With help from @ffevotte and @Benny, I think I finally understand how to describe A ./ norm.(eachrow(A))
conceptually. Consider the matrix A = [3 4; 6 8; 9 12]
. At first I imagined conceptually that norm
should be broadcasted over eachrow(A)
to produce [5.0, 10.0, 15.0]
and then conceptually that vector is expanded to the matrix
[ 5.0 5.0
10.0 10.0
15.0 15.0]
And then we have element-wise division between A
and the above matrix of norms. With this conceptual model, norm
is only called 3 times.
(*When I say “conceptually”, I mean conceptually. Obviously there are performance optimizations involved, so this is not precisely what happens under the hood.)

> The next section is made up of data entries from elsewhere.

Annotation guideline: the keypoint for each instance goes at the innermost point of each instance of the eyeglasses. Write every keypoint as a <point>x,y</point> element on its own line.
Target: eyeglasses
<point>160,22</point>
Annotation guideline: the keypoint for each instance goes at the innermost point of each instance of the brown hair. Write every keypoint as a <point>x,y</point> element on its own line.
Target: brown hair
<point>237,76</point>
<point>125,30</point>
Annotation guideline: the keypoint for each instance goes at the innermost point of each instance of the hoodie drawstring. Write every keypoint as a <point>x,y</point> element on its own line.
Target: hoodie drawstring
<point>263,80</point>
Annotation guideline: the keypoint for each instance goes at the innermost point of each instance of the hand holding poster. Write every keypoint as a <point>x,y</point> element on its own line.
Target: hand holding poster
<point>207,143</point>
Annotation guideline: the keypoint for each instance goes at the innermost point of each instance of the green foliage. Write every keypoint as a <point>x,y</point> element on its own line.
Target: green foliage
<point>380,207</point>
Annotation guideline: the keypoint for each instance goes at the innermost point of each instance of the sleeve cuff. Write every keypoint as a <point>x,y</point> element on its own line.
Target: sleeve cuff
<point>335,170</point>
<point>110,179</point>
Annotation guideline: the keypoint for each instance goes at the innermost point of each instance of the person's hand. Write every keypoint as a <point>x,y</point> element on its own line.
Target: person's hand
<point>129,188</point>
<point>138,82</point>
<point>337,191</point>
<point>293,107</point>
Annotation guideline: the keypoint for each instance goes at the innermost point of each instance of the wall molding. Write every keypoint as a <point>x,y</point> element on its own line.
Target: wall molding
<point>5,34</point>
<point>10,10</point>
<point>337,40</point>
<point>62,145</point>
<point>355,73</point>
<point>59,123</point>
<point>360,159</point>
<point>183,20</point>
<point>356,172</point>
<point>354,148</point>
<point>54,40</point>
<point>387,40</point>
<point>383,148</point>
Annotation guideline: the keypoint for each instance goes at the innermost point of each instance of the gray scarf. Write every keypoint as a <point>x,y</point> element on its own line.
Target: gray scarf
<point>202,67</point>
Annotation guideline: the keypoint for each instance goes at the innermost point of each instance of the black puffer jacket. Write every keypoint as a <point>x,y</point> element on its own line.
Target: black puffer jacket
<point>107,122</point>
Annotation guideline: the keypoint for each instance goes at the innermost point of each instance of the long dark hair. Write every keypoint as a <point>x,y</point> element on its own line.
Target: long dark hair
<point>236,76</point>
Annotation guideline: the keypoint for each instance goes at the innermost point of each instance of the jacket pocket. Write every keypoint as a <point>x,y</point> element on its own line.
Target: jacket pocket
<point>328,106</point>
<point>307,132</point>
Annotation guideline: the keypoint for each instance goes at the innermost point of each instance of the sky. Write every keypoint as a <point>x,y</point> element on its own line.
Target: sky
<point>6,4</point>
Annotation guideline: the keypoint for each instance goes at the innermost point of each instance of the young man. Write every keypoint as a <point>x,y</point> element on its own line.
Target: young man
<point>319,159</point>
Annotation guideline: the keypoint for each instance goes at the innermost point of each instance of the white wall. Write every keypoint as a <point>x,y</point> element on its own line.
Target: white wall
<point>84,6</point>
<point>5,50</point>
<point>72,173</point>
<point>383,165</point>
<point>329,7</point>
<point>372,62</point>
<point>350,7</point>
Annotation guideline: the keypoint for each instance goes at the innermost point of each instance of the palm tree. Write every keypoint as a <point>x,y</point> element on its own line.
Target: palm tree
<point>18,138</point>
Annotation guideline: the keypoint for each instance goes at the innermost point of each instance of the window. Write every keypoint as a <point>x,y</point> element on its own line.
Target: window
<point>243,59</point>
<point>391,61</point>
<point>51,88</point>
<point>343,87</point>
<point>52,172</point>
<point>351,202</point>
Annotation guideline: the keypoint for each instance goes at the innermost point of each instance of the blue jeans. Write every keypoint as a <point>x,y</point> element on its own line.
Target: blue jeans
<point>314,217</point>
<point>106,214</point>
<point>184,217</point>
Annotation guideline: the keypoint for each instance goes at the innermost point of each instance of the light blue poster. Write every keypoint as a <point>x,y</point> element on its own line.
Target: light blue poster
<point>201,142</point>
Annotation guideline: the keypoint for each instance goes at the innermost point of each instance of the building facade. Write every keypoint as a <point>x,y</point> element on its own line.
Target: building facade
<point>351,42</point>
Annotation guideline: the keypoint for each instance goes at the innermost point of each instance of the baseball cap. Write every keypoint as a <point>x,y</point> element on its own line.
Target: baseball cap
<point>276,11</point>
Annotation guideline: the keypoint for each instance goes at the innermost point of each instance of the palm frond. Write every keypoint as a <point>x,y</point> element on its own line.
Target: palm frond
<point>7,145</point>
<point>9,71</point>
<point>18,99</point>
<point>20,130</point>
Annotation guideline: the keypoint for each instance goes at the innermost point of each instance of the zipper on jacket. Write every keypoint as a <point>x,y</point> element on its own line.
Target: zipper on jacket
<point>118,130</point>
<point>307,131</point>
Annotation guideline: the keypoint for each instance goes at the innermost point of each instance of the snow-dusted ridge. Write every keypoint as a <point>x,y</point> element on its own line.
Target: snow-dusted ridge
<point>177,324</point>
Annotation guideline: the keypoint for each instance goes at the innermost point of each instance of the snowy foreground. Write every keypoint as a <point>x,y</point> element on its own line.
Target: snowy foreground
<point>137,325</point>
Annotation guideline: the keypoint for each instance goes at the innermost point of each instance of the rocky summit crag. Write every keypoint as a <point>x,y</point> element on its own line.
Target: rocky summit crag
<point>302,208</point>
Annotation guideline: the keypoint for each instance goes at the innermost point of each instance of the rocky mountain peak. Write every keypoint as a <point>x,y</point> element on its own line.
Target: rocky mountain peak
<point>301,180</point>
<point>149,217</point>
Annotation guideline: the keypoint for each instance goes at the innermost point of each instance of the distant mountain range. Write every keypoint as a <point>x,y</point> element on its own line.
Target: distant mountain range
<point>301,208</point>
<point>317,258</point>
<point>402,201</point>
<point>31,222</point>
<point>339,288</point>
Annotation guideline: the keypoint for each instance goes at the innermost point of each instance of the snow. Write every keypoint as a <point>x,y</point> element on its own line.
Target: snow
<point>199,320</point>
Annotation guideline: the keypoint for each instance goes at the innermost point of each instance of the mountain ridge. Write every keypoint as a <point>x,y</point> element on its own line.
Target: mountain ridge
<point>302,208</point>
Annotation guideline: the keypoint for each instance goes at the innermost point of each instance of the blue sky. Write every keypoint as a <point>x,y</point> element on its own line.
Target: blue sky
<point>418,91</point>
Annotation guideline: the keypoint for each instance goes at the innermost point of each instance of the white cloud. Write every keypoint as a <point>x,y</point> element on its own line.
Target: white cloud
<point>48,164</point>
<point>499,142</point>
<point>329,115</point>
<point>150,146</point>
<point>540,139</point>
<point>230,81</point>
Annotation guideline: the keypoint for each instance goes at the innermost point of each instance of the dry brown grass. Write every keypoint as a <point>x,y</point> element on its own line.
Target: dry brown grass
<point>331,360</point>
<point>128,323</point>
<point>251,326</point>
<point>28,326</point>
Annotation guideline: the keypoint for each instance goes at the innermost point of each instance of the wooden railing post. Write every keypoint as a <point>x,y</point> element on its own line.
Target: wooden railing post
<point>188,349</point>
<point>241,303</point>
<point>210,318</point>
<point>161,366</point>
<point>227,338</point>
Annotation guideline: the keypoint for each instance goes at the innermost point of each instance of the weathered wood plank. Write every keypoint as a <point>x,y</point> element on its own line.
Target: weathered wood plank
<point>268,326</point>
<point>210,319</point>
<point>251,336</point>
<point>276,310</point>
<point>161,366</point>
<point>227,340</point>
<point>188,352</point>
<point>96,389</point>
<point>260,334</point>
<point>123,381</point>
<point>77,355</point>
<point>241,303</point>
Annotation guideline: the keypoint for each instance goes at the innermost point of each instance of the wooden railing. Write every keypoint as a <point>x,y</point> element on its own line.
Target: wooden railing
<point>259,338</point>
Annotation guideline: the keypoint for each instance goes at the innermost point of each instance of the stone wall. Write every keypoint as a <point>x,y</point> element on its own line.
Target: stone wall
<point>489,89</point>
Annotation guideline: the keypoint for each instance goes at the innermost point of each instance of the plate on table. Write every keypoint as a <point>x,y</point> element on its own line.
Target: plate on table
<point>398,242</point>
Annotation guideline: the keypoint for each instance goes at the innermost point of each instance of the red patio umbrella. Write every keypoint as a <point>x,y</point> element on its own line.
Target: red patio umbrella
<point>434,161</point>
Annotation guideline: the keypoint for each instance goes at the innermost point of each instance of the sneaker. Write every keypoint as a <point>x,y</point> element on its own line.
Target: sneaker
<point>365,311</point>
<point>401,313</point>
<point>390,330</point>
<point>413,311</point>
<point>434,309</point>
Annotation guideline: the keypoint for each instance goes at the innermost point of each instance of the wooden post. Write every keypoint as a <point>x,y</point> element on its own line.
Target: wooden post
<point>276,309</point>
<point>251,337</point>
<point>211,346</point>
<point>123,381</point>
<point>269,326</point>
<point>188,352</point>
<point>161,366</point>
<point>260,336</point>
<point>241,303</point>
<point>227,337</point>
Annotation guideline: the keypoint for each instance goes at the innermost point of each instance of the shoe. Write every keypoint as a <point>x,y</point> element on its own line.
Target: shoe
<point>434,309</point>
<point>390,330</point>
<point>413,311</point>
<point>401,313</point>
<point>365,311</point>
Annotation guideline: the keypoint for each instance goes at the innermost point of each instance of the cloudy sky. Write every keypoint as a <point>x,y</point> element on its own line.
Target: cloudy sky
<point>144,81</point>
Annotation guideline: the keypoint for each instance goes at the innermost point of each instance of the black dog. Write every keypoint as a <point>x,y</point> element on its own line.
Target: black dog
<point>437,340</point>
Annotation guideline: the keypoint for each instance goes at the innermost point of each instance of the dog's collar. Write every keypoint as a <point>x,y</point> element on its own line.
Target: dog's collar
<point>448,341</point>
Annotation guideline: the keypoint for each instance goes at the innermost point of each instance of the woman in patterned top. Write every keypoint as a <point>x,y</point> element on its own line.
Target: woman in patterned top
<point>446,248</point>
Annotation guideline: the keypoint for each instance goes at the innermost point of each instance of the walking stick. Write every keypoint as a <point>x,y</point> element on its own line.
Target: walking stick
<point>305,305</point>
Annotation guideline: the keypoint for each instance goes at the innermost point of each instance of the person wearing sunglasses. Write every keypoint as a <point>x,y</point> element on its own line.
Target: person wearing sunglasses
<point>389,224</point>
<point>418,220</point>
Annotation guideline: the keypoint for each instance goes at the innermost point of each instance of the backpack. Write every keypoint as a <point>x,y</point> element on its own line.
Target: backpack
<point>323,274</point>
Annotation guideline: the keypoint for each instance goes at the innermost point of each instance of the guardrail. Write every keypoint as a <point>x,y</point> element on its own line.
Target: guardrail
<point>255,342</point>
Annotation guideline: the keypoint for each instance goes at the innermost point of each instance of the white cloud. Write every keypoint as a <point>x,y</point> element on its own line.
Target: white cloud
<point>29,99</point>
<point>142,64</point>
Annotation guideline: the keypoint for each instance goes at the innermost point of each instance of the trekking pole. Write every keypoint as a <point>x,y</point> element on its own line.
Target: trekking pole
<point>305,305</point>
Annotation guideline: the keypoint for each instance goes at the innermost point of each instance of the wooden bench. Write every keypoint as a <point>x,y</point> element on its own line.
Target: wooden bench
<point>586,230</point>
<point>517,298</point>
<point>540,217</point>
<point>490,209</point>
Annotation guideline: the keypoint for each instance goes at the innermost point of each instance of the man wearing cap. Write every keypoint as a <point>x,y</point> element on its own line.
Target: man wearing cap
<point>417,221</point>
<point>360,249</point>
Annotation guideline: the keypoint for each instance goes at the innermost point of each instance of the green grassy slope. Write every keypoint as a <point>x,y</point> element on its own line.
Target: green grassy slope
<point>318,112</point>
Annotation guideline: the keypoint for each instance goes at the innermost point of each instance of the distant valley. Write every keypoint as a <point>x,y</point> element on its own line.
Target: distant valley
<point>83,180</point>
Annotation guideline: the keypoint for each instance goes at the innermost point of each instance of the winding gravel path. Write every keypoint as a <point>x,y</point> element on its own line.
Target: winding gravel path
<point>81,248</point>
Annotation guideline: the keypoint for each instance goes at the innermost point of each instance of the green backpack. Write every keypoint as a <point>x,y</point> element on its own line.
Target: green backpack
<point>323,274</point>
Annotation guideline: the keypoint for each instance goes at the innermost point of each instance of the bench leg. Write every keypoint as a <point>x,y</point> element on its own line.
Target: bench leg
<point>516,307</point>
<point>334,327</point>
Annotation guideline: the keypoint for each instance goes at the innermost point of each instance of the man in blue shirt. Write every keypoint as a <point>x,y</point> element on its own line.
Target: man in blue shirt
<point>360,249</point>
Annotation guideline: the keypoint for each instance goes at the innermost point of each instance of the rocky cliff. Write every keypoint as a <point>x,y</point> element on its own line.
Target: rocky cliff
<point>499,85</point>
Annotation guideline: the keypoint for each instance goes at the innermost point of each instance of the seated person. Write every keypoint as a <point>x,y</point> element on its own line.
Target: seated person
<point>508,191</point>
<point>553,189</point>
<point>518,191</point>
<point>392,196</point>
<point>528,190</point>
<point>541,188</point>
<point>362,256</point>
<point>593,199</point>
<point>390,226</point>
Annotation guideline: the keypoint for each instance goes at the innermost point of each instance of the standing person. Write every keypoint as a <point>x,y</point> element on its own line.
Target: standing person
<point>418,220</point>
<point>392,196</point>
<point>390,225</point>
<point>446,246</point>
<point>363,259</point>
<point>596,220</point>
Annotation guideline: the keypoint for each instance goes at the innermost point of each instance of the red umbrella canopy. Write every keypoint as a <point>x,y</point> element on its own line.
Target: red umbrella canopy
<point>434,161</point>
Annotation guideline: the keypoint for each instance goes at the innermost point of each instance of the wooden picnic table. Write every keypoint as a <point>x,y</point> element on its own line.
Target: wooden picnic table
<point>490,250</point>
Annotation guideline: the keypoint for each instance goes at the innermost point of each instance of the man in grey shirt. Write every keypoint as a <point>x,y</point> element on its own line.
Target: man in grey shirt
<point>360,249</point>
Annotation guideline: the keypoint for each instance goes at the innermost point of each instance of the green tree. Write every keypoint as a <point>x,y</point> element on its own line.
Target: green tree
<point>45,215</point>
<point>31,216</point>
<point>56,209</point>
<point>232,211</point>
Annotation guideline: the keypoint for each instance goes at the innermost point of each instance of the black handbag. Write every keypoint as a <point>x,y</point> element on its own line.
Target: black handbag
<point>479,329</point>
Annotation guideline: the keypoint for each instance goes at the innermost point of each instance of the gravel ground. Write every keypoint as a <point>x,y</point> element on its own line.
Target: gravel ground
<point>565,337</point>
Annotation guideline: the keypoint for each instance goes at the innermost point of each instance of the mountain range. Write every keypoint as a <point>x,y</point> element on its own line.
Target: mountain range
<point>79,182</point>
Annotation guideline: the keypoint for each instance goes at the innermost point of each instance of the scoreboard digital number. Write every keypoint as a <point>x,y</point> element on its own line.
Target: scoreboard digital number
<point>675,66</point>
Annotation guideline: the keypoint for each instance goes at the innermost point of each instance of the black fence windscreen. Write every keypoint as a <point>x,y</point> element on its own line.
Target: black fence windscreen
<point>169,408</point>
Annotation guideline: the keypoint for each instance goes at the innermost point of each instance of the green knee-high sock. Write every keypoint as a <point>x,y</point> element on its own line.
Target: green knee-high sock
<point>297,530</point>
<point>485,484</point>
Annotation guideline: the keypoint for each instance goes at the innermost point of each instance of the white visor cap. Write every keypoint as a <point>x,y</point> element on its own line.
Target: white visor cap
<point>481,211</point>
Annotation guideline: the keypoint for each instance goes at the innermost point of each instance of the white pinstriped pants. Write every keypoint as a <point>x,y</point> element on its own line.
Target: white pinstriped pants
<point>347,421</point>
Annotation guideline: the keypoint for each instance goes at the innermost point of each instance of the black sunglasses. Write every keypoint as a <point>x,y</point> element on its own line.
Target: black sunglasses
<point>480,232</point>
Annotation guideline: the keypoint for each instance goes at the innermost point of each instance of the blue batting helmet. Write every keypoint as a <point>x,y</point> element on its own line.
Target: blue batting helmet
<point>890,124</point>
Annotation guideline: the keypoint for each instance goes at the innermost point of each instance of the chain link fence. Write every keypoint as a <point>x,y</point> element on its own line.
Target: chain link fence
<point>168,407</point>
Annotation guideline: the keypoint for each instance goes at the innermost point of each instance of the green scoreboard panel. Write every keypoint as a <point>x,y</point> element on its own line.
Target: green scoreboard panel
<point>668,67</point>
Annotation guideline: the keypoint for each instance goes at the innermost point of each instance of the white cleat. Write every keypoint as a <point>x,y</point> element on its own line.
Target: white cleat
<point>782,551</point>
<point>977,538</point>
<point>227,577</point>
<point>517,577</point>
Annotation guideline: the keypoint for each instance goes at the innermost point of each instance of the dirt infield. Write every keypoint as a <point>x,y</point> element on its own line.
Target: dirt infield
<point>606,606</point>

However, as @pdeffebach showed above, for this simple example (even without the in-place assignment to A
), the norm
function gets called 6 times. So the correct conceptual model is that eachrow(A)
gets expanded before norm
is applied. In detail, we have
1
eachrow(A)
is expanded to
# `TEMP` is merely a conceptual variable
TEMP = [
[3, 4] [3, 4]
[6, 8] [6, 8]
[9, 12] [9, 12]
]
2
The following function is applied element wise to the matrices A
and TEMP
:
function f(a, temp)
a / norm(temp)
end
so the result is
[0.6 0.8
0.6 0.8
0.6 0.8]
and norm
gets called 6 times, because f
was applied element-wise, i.e. to the six corresponding elements of A
and TEMP
.
Is there a missing performance optimization here? It seems like we ought to be able to tell that we can apply norm
to eachrow(A)
and then expand the resulting vector into the second dimension, rather than expanding eachrow(A)
first and then applying norm
to the expanded matrix.